MacMurray & Beck Fiction

US Hardcover First

ISBN 1-878448-91-9

Publication Date: 11-01-1999

257 Pages; $24.95

Date Reviewed: 10-09-02

Reviewed by Rick Kleffel © 2002



General Fiction, Horror

10-17-02, 12-31-02, 01-07-03, 05-23-03

The Devil likes it in the south. He's made a number of memorable appearances. Readers can add 'The Long Home' to the novels written about the Devil in the demure tradition of the Southern Gothic. William Gay scratches the surfaces until they bleed, his ultra-low key prose eking its living in the hardscrabble, almost lunar landscape. Don't expect a lot of overt supernatural horror here. Instead, look for the languid pace and drugged feel of Cormac Macarthy or William Faulker. This is the south as it might be seen by one of the more hard-headed inhabitants of an H. P. Lovecraft story. There's a deep evil buried in the landscape that seeps slowly up into the people who walk over it. It may be that the evil seeps down from the people. Nobody knows, lots die, blood flows.
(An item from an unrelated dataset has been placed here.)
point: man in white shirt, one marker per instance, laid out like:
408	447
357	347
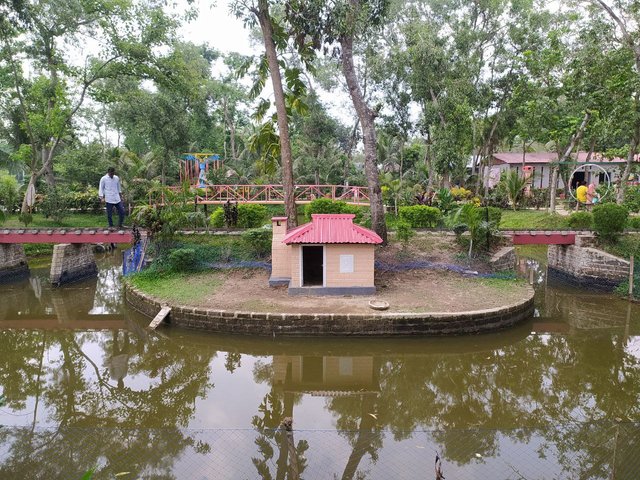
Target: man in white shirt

The weight of having lived too hard too long hangs over the novel from the first page. It's 1933 and Thomas Hovington is walking across his yard when the earth splits and spits out brimstone. Soon after, Dallas Hardin shows up. Hardin is made of sterner stuff than most humans. Soon Hovington is confined to his bed by illness and Hardin has moved into his house, taken his wife, and is eying Hovington's daughter Amber Rose with ill intent. Nathan Winer tries to put an end to Hardin's residence, but is killed and shoved down the crack in the earth. Ten years later, his now seventeen year old son, also named Nathan, is looking for work. William Tell Oliver, a neighbor who never did more than watch Hardin's ill influence spread like rot, decides to do what he can to help young Nathan. And Hardin just grows denser, darker, harder.

Gay writes in the slow drawl of his predecessors and takes a page or two from Flannery O'Connor in rendering bullet-hard sudden violence. A lot of blood is shed on brick-hard ground that seems eager to drink it up. Beneath the ground there's a haze of violence and evil that evaporates into the very atmosphere, poisoning the characters and their lives. Gay's prose is often quite beautiful as well. It's stern beauty, stark like the rocky quarries dotted with dead pines.

Gay has a very deft hand with his characters. Nathan Winer is the bursting fountain of adolescence, clumsy and unschooled. William Tell Oliver is a wonderfully wistful old man, whose regrets will reach into the reader's heart and wrench it around. Motormouth Hodges provides true comic relief as the town drunk. Were it not for Gay's visceral vice grip on some sediment that connects these characters, they might land with a thud. Instead, each is a true power. Dallas Hardin is a fascinating incarnation of evil. Gay constantly and expertly skirts the edge of overt supernaturalism. He pushes his characters and prose so hard that a light shines up through them from beneath the landscape.

A novel like 'The Long Home' is clearly not for all people. The combination of ugly violence, the thrumming boredom of ignorance, the biblical sense of good versus evil and the raw face of American poverty aren't your usual treasure map to a fun-filled reading experience. Gay does leaven his manuscript with humor, but not enough to undercut the power of his vision. If you'd like to hear a memorable tale told by one of the rural hermits of an H. P. Lovecraft landscape with the finesse of Faulkner or McCarthy, then the powerful prose and fine writing of 'The Long Home' will certainly prove to be its own reward. And it will render the punishments with a breathtaking precision.